15th Jun2020

‘Da 5 Bloods’ Review (Netflix)

by Alex Ginnelly

Stars: Delroy Lindo, Jonathan Majors, Clarke Peters, Norm Lewis, Isiah Whitlock Jr., Mélanie Thierry, Paul Walter Hauser, Jasper Pääkkönen, Johnny Nguyen, Lam Nguyen, Jean Reno, Chadwick Boseman, Van Veronica Ngo | Written by Spike Lee, Danny Bilson, Paul De Meo, Kevin Willmott | Directed by Spike Lee

Powerful, beautiful, violent and emotional. Spike Lee has continued his great run by crafting a film that can be enjoyed as an exciting piece of cinema as well as delivering a complex look at the world.

I can’t remember the last time I watched a film that was so relevant and hit home so hard, in fact I don’t think I’ve ever seen one as relevant as Da 5 Bloods. When you think back to 1989 and what Spike Lee had to say about the current times in Do The Right Thing it can only make you sad, heartbroken and angry to think the same messages and problems are just as relevant today. It’s scary to think an artist such as Spike Lee may spend his entire career speaking about the injustice in the world today and with pieces of art like Da 5 Bloods Lee yet again delivers that message of injustice as a powerful, emotional punch in the gut that demands attention.

Da 5 Bloods tells the story of four African-American vets who return to Vietnam seeking the remains of their fallen Squad Leader and the gold fortune he helped them hide. The 5 Bloods of the film are Paul (Delroy Lindo), Otis (Clarke Peters), Eddie (Norm Lewis), Melvin (Isiah Whitlock Jr.), and their fallen squad leader Norman (Chadwick Boseman). We follow their story in both the past and the present, as we see them finding the gold in the past and them searching for it in the present. In the past the actors reprise the roles of their younger selves, and there is no Irishman-style CGI to make them appear younger. It’s the inter-cutting between the two time lines that pieces the film together as well as cutting between photos and clips of real life events. It’s a powerful technique and the choices made in the editing room by Spike Lee and his editor Adam Gough never take you out of the experience or let you lose emotional connection. Often when a film cuts to real news footage it’s easy to lose the audiences emotional connection to the characters, however we remember just how real all this feels and the film never drops the emotional connection, and yet at the same time delivers on the powerful statements it’s trying to put across. It’s filmmaking like this that Spike Lee does so well where so many others have failed.

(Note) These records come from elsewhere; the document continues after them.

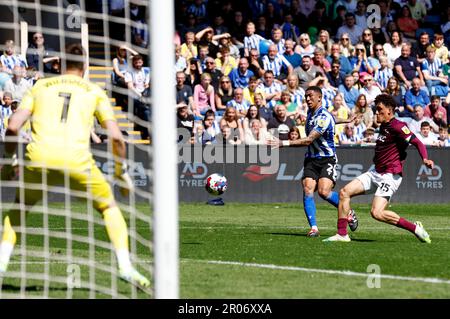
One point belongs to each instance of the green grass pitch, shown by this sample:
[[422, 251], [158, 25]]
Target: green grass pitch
[[261, 251]]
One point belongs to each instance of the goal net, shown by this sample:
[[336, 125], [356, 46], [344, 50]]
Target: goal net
[[64, 250]]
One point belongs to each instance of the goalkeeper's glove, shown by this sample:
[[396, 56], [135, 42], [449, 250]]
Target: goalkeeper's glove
[[124, 179], [9, 171]]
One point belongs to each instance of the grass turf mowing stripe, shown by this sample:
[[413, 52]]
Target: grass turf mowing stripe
[[324, 271]]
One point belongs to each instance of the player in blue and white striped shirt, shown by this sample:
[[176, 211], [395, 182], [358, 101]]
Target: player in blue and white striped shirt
[[432, 71], [251, 40], [319, 171]]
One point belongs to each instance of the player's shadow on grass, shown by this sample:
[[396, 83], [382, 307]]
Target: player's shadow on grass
[[305, 235], [36, 288]]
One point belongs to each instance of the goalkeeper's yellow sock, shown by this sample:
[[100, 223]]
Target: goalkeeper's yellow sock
[[9, 239], [118, 234]]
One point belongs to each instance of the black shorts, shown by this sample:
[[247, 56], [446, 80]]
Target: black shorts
[[317, 168]]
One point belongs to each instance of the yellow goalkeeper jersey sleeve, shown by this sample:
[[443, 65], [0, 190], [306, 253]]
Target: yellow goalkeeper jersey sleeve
[[62, 110]]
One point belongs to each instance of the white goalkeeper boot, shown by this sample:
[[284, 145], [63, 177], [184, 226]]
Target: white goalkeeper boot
[[135, 278], [3, 267]]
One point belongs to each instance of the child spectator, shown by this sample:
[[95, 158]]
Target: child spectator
[[10, 59], [251, 40], [443, 139], [383, 75]]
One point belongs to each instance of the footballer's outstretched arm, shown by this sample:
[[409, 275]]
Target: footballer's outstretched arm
[[300, 142], [118, 142], [15, 123], [422, 151], [119, 152]]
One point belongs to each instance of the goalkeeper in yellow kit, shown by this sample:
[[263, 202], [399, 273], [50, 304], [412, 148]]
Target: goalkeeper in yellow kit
[[62, 111]]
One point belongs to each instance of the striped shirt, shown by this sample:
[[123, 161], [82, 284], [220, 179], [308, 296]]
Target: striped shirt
[[328, 95], [275, 65], [10, 61], [280, 46], [382, 76], [269, 90], [323, 122], [432, 67], [359, 130], [239, 80], [344, 139], [252, 42], [243, 106], [4, 116], [198, 11], [298, 96]]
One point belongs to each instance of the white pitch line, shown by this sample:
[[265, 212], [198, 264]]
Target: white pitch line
[[326, 271]]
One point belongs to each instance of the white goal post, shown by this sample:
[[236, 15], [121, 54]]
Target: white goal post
[[165, 151], [163, 173]]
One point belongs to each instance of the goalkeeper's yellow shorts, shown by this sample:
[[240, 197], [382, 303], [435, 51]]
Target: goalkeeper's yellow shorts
[[88, 183]]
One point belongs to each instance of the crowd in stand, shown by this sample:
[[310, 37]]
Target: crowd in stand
[[242, 67]]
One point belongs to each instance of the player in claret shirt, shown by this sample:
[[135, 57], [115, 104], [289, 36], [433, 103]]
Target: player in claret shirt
[[385, 178]]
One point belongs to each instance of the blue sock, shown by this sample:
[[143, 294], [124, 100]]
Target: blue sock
[[333, 199], [310, 209]]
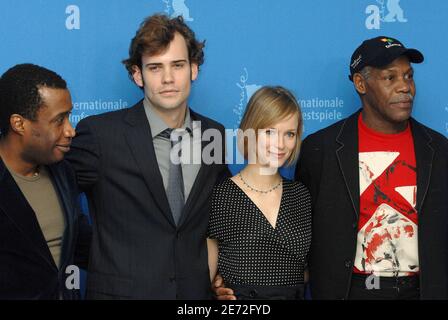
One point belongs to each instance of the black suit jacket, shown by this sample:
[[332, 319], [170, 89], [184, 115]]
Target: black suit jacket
[[328, 166], [137, 250], [27, 269]]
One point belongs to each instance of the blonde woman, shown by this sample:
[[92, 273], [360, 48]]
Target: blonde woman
[[260, 223]]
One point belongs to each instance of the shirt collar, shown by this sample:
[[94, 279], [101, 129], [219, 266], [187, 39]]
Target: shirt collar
[[157, 124]]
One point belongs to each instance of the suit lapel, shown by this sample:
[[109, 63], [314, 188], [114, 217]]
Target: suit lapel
[[348, 155], [140, 142], [16, 207], [424, 155], [198, 185]]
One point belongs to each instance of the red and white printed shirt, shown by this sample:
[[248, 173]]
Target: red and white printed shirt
[[387, 229]]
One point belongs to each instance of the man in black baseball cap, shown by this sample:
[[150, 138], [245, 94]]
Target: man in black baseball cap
[[378, 184], [379, 52]]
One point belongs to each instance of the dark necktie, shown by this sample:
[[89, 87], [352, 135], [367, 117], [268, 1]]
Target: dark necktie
[[175, 189]]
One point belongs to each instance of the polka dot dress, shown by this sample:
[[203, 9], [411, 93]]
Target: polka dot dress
[[251, 251]]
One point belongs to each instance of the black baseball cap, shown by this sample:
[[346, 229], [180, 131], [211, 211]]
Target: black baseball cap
[[379, 52]]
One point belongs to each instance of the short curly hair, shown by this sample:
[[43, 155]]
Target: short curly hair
[[155, 34], [19, 91]]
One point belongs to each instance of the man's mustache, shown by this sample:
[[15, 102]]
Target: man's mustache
[[406, 97]]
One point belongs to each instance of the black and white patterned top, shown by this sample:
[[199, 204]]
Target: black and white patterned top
[[251, 251]]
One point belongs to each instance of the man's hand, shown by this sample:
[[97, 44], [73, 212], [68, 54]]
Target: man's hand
[[221, 292]]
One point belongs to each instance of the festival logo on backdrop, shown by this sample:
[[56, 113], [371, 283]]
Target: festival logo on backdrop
[[384, 11], [246, 91]]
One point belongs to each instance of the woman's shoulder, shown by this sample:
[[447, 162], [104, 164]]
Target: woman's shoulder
[[296, 187]]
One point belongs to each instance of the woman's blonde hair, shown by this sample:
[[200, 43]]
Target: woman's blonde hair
[[268, 106]]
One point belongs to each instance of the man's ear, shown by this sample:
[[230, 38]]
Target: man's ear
[[194, 71], [137, 76], [360, 83], [17, 123]]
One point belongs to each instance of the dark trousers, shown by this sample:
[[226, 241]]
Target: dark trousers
[[268, 292], [387, 288]]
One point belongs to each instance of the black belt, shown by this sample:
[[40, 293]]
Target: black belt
[[246, 292]]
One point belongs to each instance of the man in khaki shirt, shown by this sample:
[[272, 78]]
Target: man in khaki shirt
[[43, 236]]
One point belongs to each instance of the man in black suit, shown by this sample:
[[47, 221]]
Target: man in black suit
[[378, 182], [150, 213], [42, 233]]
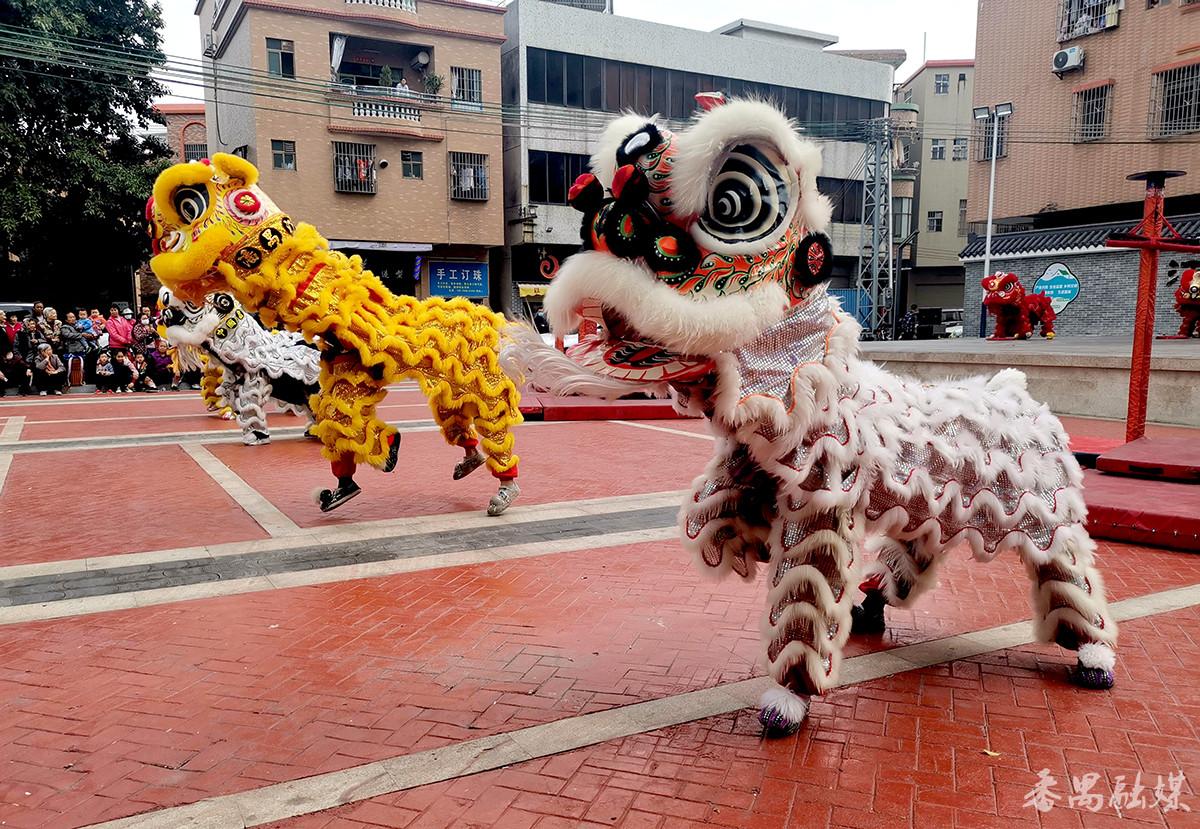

A lot of the emotional connection comes in the form of powerful performance, each member of Da 5 Bloods is exceptional in their role, and Jonathan Majors gives a fabulous performance as one of their sons, who travels with the group to find the lost gold. Out of all theses performances though it’s Delroy Lindo as Paul, a Trump supporter who even wears a MAGA hat. It’s his performance that stands above the rest, it’s sad, intense, captivating and haunting, and one of the finest performances I’ve seen in recent years. If there is an awards season at the end of this year, Delroy Lindo should be the name inside every winning envelope.

With the emotion, the statements and the powerful performances it seems only right that Spike Lee can be found in the directors chair, it feels like a story only he could make and a message only his brilliant and original style could tell. What I’ve always loved about Lee other than his originality and fresh new ideas is his love for cinema and it’s been evident ever since his 1989 masterpiece, Do The Right Thing, in which he pays homage to Charles Laughton’s The Night of the Hunter. Here, in Da 5 Bloods, Lee pays homage to films such as Apocalypse Now and The Treasure of the Sierra Madre, which the film not only has a direct quote from but feels like it’s linked in lineage, as if passed down from generation to generation and found its way into Lee’s film. It’s moments like this that let movie fans enjoy Spike Lee’s work on another level and if it’s just excitement you want then the film delivers in both tension and action set pieces.

Spike Lee has taken the Vietnam war film and added the black experience that has surprisingly never been seen before. After all, it was their sacrifice, their lives put on the line as many didn’t have the the recourses to avoid getting drafted, and when they were there they were sent straight to the front lines. Their lives were being oppressed back in their home country and yet they were sent to fight and die against an equally oppressed group of people and it’s here that Lee’s film hits hard. It introduces us to a history we have been sheltered from, and from American history that is written with the blood of black men, women and children, a history that needs to be taught and heard. Spike Lee has created one of his best ever films, while talking directly to the past and present of not only America but of the world, Da 5 Bloods is not only a great film but an important one, now more than ever.

***** 5/5

Da 5 Bloods is available on Netflix now.